Charli XCX tem uma resposta. Se está 100% segura, pouco interessa, porque está na linha de combate. Desde Vroom Vroom, EP produzido em 2016 com a demolidora SOPHIE, tem dado a cara por uma pop de elevada octanagem, que importa o estilo transgressivo da PC Music para um plano quase mainstream. Em vez de diluir um imaginário onde se subvertem os princípios doces e platinados da rádio ideal, XCX veio modular e aprofundar esse espaço. Não surpreende, pois, que a digressão da famosa mixtape Pop 2 tenha visitado clubes minúsculos: cada metro quadrado um aglomerado de fãs suados, um ou outro pendurado do tecto, a celebrar música que é como algodão doce num pauzinho de arame farpado.

É a pop enquanto locomoção. Tão rapidamente explode no subterrâneo como se maquilha para os holofotes — no ano passado, XCX fez a primeira parte da tour de estádios de Taylor Swift. Em jogo está a versatilidade, uma linguagem para descodificar esta música fugidia e em que a artista é fluente; diz-se igual apreciadora deste género e da cena underground, gostando “de virar uma contra a outra”. Antagonismo, transição, metamorfose deliciosa: uma receita falível, e que podia ter sido motivo de preocupação para este novo Charli, introduzido com o Eurodance aguado de “1999” (um ovni em contexto de álbum), a que se seguiu uma colaboração com Lizzo, a modesta “Blame It on Your Love”.
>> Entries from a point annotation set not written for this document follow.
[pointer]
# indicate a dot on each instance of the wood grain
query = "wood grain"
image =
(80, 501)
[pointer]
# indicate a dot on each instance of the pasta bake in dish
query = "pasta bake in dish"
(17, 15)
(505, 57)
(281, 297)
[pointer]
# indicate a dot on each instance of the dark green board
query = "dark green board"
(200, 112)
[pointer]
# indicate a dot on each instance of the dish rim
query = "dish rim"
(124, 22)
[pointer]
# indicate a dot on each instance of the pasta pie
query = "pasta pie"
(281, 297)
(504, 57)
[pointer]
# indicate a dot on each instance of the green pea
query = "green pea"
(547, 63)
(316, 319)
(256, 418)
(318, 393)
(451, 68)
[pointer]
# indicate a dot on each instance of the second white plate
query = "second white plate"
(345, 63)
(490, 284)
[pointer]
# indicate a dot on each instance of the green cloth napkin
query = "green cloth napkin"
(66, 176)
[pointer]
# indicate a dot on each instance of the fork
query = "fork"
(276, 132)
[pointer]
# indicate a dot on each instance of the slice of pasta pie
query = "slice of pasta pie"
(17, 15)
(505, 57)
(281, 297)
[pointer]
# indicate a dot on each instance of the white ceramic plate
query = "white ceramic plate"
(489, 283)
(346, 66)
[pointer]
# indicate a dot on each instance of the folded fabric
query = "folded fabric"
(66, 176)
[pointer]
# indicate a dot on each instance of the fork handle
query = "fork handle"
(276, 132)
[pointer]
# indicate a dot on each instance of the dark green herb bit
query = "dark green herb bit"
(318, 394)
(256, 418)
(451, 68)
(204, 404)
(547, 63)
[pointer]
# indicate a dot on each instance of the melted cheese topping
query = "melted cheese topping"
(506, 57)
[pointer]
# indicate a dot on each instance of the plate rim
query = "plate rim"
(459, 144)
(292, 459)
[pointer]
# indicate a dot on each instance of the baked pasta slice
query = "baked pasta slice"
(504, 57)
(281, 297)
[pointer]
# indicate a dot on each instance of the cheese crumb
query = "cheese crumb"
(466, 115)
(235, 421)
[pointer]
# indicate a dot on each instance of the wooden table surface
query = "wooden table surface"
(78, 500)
Havendo questões sobre XCX ter limado as suas arestas, ela chama-nos a terreiro com “Next Level Charli”. O primeiro tema do novo disco tem nos teclados uma provocação, nos agudos a promessa da abrasão e no título um sumário: uma das estetas maiores da pop a atender ao seu chamamento. Na angústia de que “Gone” (musculoso dueto com Christine and the Queens) e “Cross You Out” comungam, assim como “I Don’t Wanna Know”, cultiva-se uma pop em devir, conexa com refrões extáticos e guinadas temperamentais, vindicativas. Na ameaça da fragmentação.
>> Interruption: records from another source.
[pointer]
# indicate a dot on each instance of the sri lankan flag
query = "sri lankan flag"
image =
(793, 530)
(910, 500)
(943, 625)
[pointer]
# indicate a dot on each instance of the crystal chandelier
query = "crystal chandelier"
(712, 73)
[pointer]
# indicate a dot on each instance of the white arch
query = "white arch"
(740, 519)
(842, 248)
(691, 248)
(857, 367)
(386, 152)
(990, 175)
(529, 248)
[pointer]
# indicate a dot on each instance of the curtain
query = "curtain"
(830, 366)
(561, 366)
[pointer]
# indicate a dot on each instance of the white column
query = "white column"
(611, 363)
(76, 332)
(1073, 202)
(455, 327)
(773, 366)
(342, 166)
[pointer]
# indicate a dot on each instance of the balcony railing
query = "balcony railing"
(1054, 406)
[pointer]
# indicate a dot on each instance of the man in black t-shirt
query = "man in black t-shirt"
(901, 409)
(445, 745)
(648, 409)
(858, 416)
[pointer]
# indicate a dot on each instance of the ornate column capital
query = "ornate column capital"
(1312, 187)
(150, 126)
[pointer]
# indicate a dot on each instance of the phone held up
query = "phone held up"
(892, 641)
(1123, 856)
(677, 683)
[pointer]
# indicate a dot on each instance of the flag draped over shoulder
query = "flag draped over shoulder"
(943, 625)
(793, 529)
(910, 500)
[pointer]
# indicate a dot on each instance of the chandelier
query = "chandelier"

Charli desenha um mundo em que a música vigente é amorfa. Serve-lhe de rádio, imaginando os êxitos dum lugar onde o grotesco vive paredes-meias com o delicado. “1999” — a nostalgia levada ao cúmulo da acefalia, com bom ritmo — e “Blame It on Your Love” podem ser sucessos até no espaço sideral. Mais longe estão “Thoughts” e “Silver Cross”, que apesar de virem num assomo existencial e amoroso à thank u, next, comportam uma estrutura deformada; a fácil digestão é comprometida por um recheio de detritos metálicos e abordagens oblíquas, que seriam incompatíveis com canções prêt-à-porter.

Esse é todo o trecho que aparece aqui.